Martina's first album "Quixotic" was released in the US in a different format under the name of "Anything". If any employee of the record industry is reading this, can you tell me why things like this happen? Why can't they just release the album in its original format? Is it because it is too hard to spell? Thanks in advance for your explanation.
FAVOURITE SONGS: "Black Steel", "Ponderosa", "Hell is Round The Corner", "Slowly"

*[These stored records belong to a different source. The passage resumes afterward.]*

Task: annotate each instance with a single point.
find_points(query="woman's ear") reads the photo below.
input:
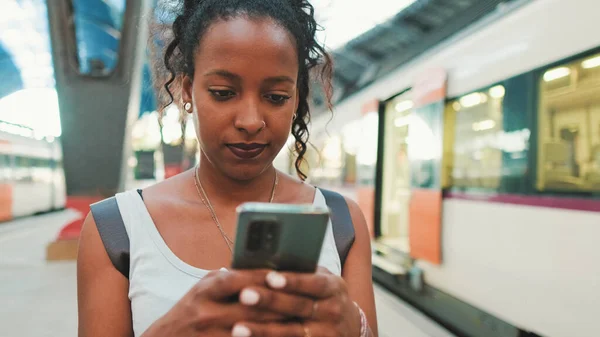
(186, 90)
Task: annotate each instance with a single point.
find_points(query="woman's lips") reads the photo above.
(246, 150)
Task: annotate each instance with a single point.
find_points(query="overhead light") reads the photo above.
(402, 121)
(472, 100)
(591, 62)
(484, 125)
(404, 106)
(497, 91)
(556, 73)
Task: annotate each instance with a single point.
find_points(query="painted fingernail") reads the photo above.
(249, 297)
(276, 280)
(241, 331)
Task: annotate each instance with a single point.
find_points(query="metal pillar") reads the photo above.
(97, 111)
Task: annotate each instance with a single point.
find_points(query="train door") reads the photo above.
(396, 177)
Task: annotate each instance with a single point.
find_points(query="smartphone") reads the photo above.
(281, 237)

FAVOURITE ALBUM: "Maxinquaye"
WHAT OTHERS SAY: "Anyone familiar with Tricky's ground-breaking early work, most notably the still mesmerising debut album Maxinquaye, from 1994, will know all about the singular qualities of Martina Topley Bird's singing voice. It is an instrument of rare and offbeat beauty, achingly tender and oddly broken, exotic and yet emphatically, endearingly English. The perfect cracked vessel, in fact, for carrying Tricky's dark odes to urban disaffection."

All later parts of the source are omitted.